"A malicious npm package named "@acitons/artifact" was found impersonating the legitimate "@actions/artifact" module, directly targeting the CI/CD pipelines within GitHub Actions workflows. According to Veracode findings, the package was uploaded on November 7 and was designed to trigger during the build process of GitHub-owned repositories. Once executed inside a CI/CD runner, the payload captures any tokens available to that build environment and then uses those credentials to publish malicious artifacts-effectively impersonating GitHub itself."
""This incident isn't just about a malicious npm package, it is about the blind trust many organizations place in the modern supply chain," said Randolph Barr, CISO at Cequence Security. "Most organizations focus their controls on runtime environments, yet the CI/CD pipeline often runs with higher privilege than any developer.
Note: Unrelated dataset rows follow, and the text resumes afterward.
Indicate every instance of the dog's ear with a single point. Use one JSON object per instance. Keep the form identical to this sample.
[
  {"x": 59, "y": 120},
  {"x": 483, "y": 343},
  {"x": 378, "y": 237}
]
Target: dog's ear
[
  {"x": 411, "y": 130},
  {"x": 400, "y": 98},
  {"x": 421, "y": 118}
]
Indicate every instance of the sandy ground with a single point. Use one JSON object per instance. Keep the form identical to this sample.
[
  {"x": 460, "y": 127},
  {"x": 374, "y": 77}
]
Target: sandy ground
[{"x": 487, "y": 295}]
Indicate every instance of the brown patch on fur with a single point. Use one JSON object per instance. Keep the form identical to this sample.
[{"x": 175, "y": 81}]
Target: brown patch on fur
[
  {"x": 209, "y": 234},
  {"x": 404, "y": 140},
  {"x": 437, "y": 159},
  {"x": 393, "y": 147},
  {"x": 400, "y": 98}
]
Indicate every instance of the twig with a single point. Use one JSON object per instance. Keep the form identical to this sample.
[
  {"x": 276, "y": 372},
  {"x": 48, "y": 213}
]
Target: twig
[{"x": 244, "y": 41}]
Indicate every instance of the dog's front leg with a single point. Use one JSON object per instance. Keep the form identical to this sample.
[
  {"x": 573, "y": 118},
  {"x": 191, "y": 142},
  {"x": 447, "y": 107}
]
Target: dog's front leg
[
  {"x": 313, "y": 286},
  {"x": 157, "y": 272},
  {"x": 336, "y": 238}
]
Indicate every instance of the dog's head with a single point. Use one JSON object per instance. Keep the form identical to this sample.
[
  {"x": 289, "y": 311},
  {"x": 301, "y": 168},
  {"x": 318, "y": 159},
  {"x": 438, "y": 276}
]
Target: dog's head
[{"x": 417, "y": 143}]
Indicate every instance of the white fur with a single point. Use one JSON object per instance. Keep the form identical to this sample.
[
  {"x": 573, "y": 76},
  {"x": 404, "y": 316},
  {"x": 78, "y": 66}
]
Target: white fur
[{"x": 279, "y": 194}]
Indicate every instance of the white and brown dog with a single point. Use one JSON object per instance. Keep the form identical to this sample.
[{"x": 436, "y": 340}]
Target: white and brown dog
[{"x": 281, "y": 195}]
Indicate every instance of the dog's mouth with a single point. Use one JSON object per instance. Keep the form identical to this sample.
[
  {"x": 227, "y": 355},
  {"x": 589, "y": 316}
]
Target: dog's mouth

A single typosquatted dependency can silently execute code during a build, access repository tokens, and impersonate an organization, just as this attack attempted to do with GitHub's own repositories.""
An npm package named '@acitons/artifact' impersonated the official '@actions/artifact' and targeted GitHub Actions CI/CD pipelines. The package was uploaded on November 7 and activated during the build processes of GitHub-owned repositories. When executed inside a CI/CD runner, the payload captured any tokens available in the build environment and used those credentials to publish malicious artifacts, impersonating GitHub. The incident exposes blind trust in the software supply chain and the elevated privileges of CI/CD pipelines, showing that a single typosquatted dependency can silently run code during builds, access tokens, and impersonate an organization.